Aidshilfe sieht hohen Informationsbedarf
Pforzheim
HIV-Erkrankte können gut behandelt werden, aber Betroffene leiden immer noch unter Vorurteilen. In der Region fehlt es auch an Ärzten, die Patienten versorgen. Der Verein Aidshilfe Pforzheim klärt rund um den Welt-Aids-Tag über das Thema auf. Den Auftakt machte eine Lesung.
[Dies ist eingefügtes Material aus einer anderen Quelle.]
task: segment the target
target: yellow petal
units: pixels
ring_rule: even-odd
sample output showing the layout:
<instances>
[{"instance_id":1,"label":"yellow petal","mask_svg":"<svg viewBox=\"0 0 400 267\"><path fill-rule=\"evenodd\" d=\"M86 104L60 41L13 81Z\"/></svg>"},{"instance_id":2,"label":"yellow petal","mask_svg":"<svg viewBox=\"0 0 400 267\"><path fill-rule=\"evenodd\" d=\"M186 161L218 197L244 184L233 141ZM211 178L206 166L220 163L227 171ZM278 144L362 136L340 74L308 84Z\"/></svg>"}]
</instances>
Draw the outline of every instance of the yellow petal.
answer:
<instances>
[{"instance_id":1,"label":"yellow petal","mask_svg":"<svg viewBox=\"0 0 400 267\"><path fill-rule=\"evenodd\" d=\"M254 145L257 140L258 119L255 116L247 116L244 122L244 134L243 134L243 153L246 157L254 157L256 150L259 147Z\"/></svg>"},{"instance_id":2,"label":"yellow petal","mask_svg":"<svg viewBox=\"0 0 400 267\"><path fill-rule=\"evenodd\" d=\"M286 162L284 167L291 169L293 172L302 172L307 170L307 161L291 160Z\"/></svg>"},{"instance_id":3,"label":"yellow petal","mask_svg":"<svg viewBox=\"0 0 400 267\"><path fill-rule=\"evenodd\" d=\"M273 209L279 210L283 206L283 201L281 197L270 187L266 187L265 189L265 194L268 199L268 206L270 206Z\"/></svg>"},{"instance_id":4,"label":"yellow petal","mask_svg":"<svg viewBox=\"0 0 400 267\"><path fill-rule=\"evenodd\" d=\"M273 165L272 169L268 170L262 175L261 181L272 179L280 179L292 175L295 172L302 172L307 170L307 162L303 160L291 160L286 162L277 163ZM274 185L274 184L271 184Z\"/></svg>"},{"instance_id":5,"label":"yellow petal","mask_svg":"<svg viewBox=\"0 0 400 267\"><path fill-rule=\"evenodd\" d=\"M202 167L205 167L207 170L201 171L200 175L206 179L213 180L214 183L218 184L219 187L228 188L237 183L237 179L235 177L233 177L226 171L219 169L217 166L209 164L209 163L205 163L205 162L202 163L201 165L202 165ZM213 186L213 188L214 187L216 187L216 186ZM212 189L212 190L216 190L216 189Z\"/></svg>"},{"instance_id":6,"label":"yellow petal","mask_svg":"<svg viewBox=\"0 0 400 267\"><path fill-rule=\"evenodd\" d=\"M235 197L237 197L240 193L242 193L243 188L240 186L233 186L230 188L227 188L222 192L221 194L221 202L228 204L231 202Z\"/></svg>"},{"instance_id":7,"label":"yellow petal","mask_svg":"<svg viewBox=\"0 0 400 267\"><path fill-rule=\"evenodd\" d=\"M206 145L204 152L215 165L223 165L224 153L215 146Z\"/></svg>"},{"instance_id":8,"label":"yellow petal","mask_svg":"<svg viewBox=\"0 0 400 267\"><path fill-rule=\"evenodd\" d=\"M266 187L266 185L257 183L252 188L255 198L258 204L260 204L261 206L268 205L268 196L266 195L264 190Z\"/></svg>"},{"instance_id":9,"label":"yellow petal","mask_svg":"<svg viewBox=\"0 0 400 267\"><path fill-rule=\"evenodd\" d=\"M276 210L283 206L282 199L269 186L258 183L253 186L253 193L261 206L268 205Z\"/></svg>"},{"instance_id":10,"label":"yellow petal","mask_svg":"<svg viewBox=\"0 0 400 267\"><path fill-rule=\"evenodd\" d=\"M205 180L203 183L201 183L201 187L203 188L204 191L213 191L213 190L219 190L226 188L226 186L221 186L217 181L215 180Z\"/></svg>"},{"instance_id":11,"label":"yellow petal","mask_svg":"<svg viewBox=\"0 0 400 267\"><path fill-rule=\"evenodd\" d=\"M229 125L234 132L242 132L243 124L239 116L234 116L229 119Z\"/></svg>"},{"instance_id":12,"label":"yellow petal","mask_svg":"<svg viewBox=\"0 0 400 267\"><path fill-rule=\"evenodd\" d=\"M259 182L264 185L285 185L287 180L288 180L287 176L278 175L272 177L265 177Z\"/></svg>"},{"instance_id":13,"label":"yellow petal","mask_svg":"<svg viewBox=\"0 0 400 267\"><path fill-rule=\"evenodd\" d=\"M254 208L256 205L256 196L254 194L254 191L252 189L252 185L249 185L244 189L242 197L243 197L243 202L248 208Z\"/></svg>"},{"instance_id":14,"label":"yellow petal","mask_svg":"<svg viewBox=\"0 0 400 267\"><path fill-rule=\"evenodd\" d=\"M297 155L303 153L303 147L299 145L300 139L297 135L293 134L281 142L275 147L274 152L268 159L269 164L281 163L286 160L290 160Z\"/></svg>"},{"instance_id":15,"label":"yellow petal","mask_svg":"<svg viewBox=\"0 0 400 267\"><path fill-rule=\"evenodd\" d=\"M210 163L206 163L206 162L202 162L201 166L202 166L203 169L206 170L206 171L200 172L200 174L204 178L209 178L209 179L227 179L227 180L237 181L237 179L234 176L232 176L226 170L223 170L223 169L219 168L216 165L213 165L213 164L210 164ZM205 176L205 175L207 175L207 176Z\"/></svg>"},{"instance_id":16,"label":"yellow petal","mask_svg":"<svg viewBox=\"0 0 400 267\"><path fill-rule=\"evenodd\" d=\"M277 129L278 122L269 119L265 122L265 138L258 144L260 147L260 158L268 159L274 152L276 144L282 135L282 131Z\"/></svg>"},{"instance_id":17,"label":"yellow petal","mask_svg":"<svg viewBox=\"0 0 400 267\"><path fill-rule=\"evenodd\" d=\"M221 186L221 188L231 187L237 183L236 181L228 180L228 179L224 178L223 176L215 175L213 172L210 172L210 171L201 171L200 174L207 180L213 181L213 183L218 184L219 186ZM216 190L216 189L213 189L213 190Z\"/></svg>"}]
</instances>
Chawanna-M. Keil, Claudia Jancura und Caleb Davis von der Beratungsstelle der Aidshilfe Pforzheim (v.li.) wissen, wie wichtig das Thema HIV auch heute noch ist. Deshalb wollen sie die Öffentlichkeit mit gezielten Aktionen weiter sensibilisieren. Foto: Friedrich
Pforzheim. Eigentlich muss man an Aids zumindest in Deutschland nicht mehr sterben. Trotzdem hat die Krankheit im vergangenen Jahr zwei Menschen aus Pforzheim und dem Enzkreis das Leben gekostet, weil das Virus bei ihnen zu spät entdeckt worden sei, bedauert Claudia Jancura, Leiterin der Beratungsstelle der Aidshilfe Pforzheim. Nicht zuletzt vor diesem Hintergrund wollen sie und ihre Mitstreiter die Menschen zum Welt-Aids-Tag am 1. Dezember sensibilisieren. Ein weiterer Grund dafür, dass sie mit unterschiedlichen Aktionen an die Öffentlichkeit gehen, ist, dass es in der Gesellschaft noch immer viele Vorurteile in Sachen Aids gibt und den meisten gar nicht bewusst ist, dass Menschen mit HIV heute genauso leben können wie alle anderen.